Сергей Семенов - Степь ковыльная
Когда отъехали от кабака десятка на два шагов, Сергунька спросил тихо:
— Поскачем?
— Что ты? — строго ответил Павел. — Тогда Колька совсем уверится. — И только завернув на другую улицу, они поехали все быстрей и быстрей, чтобы Корытин, если вздумает бежать за ними, не смог догнать.
Когда, миновав несколько улиц, они придержали коней, Павел сказал с надеждой:
— Может, и не признал нас Колька? Уж больно шатался он, выйдя из кабака, да и темно…

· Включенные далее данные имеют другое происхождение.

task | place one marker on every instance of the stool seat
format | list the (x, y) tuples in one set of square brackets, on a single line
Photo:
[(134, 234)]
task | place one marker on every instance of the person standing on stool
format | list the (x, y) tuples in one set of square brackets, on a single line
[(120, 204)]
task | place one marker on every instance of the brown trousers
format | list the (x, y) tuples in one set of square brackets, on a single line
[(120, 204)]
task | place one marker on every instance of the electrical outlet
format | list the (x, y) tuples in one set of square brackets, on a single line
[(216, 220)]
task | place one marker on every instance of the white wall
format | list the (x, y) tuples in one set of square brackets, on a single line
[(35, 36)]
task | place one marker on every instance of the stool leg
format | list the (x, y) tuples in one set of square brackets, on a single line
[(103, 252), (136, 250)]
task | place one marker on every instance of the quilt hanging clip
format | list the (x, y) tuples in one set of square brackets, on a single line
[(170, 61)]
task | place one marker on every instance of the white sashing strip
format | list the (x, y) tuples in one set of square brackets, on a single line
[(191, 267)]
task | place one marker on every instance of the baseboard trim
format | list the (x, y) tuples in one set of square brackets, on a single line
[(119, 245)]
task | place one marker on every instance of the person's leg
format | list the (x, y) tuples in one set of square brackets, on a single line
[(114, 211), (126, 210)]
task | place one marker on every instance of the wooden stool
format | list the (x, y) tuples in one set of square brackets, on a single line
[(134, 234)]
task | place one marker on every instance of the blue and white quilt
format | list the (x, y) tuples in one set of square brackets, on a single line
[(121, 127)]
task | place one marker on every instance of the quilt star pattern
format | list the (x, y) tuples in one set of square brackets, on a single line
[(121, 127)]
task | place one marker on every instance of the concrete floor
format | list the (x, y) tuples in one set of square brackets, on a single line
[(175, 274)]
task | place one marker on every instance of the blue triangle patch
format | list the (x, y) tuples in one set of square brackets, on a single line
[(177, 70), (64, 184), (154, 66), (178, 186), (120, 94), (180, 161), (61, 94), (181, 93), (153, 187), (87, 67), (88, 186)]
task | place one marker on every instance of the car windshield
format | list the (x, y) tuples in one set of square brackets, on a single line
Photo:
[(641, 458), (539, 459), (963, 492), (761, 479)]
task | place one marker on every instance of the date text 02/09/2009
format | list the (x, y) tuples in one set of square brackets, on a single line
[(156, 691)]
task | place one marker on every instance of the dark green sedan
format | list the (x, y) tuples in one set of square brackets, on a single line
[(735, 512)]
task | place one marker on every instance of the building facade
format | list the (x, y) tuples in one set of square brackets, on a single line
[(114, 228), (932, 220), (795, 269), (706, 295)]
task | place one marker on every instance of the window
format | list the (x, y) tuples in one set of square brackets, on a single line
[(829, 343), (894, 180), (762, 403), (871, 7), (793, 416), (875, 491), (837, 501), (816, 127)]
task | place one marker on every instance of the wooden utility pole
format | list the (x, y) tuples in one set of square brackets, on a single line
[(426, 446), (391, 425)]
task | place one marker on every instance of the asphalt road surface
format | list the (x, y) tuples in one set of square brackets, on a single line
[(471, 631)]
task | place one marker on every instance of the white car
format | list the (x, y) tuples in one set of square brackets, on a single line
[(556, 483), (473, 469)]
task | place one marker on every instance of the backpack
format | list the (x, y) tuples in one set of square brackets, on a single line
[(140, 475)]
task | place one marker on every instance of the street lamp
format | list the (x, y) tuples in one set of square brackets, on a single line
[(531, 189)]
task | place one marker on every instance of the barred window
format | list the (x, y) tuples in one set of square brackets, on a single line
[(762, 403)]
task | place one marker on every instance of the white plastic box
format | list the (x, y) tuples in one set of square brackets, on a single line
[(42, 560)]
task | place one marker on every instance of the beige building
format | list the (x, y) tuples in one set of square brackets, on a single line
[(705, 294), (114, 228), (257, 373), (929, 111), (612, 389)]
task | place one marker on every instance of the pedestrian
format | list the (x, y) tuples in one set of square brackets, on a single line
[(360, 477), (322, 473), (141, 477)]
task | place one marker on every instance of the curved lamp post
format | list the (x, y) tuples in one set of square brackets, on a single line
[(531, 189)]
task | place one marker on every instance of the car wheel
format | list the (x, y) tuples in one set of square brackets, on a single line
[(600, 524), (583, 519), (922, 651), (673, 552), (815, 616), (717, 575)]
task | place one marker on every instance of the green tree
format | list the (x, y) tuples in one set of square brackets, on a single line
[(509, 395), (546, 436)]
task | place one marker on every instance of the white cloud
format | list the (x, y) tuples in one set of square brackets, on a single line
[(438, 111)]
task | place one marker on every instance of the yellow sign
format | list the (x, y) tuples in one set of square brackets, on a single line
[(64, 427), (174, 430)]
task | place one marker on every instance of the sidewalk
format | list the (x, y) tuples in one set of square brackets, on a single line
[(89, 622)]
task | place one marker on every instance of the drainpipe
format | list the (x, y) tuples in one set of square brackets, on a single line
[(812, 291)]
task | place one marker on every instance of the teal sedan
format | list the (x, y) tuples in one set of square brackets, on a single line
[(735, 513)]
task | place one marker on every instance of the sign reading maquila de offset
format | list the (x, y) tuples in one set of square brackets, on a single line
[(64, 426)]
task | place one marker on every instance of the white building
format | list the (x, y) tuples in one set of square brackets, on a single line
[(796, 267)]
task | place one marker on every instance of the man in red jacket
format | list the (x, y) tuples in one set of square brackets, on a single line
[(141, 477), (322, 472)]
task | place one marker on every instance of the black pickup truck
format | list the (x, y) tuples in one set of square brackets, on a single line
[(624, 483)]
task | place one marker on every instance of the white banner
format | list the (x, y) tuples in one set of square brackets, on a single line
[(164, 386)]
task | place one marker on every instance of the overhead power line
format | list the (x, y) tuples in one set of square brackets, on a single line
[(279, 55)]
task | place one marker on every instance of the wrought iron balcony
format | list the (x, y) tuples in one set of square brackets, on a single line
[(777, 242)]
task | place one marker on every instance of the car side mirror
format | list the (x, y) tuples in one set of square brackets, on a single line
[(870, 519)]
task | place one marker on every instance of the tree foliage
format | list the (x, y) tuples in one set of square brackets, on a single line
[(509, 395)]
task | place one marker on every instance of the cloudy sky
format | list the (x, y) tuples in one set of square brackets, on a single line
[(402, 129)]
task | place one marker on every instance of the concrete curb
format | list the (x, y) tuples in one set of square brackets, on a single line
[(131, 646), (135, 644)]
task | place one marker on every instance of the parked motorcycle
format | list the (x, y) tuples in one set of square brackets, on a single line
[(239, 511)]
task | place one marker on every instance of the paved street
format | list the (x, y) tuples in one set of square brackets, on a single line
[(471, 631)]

— Эх, Павел Иванович, зряшное гутарите! — угрюмо откликнулся Федор. — Каким бы гадом ни был Корытин, а все же казак он. А разве статочное то дело, чтобы казак — пусть он мертвецки пьян и во тьме кромешной находился — не отличил, не заприметил таких коней? Нет, теперь надоть особливо начеку быть.
Остановились в Черкасске у старой подруги Меланьки Карповны, одинокой вдовы казачьей Домны Ивановны Патрикеевой, строгой и неразговорчивой старухи. Была она издавна привязана к Тихону Карповичу и Меланье Карповне, нередко помогавшим ей в нужде. К тому же внук ее Вася служил в турецкую войну в одном полку с Денисовым и Костиным, дружили они крепко и в мыслях своих согласны были. Со дня на день ожидала Домна Ивановна прибытия в Черкасск в месячный отпуск своего Васи из полка, расквартированного на севере Таврии. Об этом знал Павел и очень огорчился, услышав, что Вася еще не прибыл — с ним он намеревался переслать в казачьи полки в Таврии воззвания есауловской временной комиссии.
Несколько целей было у Денисова, когда он выехал вместе с Сергунькой и Федором в Черкасск. Отправить через Васю воззвания — это не главное. Самое важное было оповестить здесь вожаков заговора, что есауловская комиссия назначила начало наступления на первое марта. К этому времени заговорщики, воспользовавшись выводом войск в направлении Есауловской станицы, должны были ударить с тыла, захватив атаманский дом, арестовать Иловайского и его войсковую старшину.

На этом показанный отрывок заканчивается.